Creating Extension - Shared Libraries
Forum rules
For sharing working examples of macros / scripts. These can be in any script language supported by OpenOffice.org [Basic, Python, Netbean] or as source code files in Java or C# even - but requires the actual source code listing.
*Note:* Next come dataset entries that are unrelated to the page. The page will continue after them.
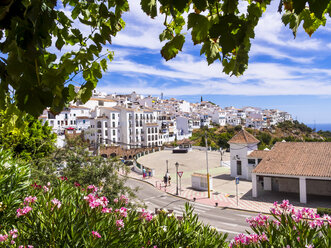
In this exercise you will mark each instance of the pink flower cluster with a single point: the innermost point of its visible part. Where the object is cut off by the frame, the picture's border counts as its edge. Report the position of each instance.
(30, 199)
(244, 239)
(93, 188)
(122, 212)
(260, 220)
(56, 202)
(300, 214)
(124, 199)
(146, 215)
(95, 201)
(120, 224)
(96, 234)
(12, 235)
(23, 211)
This forum is not for asking questions about writing your own macros.

Create CSV from Formdata of PDFs in a folder (using PDFtk)

Postby musikai » Thu Dec 14, 2017 1:33 am

With PDFtk installed this will extract all formfield data of all PDFs in a chosen folder and create a CSV.
This is a chained version of these seperate codes:
Extract form data of Folder of PDFs (using PDFtk)
https://forum.openoffice.org/en/forum/viewtopic.php?f=21&t=91586
Convert Folder of Formdata.txt (created with PDFtk) to .xfdf
https://forum.openoffice.org/en/forum/viewtopic.php?f=21&t=91587
XFDF to CSV-Converter
https://forum.openoffice.org/en/forum/viewtopic.php?f=21&t=91524
Calc: Replace "\n" with linebreaks
https://forum.openoffice.org/en/forum/viewtopic.php?f=21&t=91651

At the End a "merged.csv" is created in the chosen Folder and automatically opened in Calc.

Code: Select all   Expand viewCollapse view
Sub Folder_of_PDFs_to_CSV

    If (Not GlobalScope.BasicLibraries.isLibraryLoaded("Tools")) Then GlobalScope.BasicLibraries.LoadLibrary("Tools")
    oSFA = createUnoService("com.sun.star.ucb.SimpleFileAccess")
   
    sFolderpath=""
    rem---folderpicker
    rem to not use the folderpicker set the folder here and uncomment:
    rem sFolderpath=converttourl("C:\Users\kai\Desktop")
    if sFolderpath="" then
    oDialog = CreateUnoService("com.sun.star.ui.dialogs.FolderPicker")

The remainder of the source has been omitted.